# Notebook selbst bauen



## fluessig (7. Mai 2003)

Hi, 
ich hab gerade das Notebook einer Freundin repariert und bermerkt, dass es das selbe Gehäuse wie das meinige hat. Besonders ist daran, dass sie von verschiedenen Herstellern sind (MaxData und Gericom). Ich habe mir gedacht, wenn man die Teile irgendwo einzeln bekommen kann, könnte man sich sein ganz individuelles Notebook bauen.
Kennt sich da jemand aus, wo man solche einzelnen Teile (natürlich auch günsitg ) bekommen kann?


----------



## dfd1 (9. Mai 2003)

Hallo fluessig
Notbook-Innereinen bekommst du als normaler Käufer wohl kaum.
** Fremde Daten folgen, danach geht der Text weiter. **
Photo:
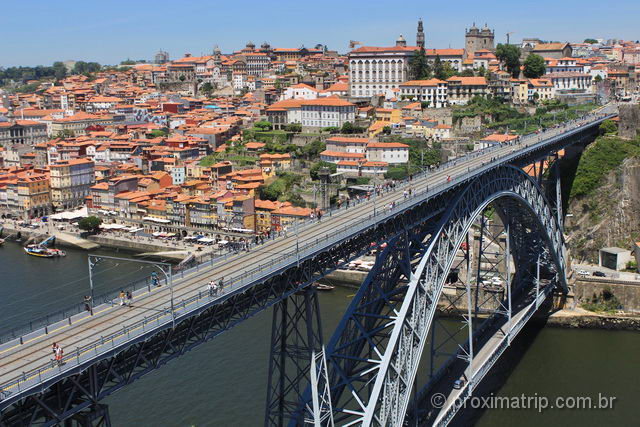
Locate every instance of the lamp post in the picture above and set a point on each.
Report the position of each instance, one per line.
(164, 267)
Die haben meistens nur die Notebook-Hersteller selber oder ein Service-Point (Ausser du hast spize Beziehungen).
Zudem sind die Teile wesentlich teurer als die eines normalen PCs. Um dir selber ein Notebook zusammenzustellen gibst du am besten die Wünsche einem Händler weiter, oder schlachtest alte Notebooks aus.

greetz
dfd1 -> the only one


PS: Beitrag 400


----------



## goela (9. Mai 2003)

Verwirf lieber gleich die Vorstellung, dass Du den Notebook selber bauen kannst, denn die einzelnen Komponenten sind viel teurer als das komplette Teil zu kaufen!


----------



## dfd1 (9. Mai 2003)

Sag ich ja


----------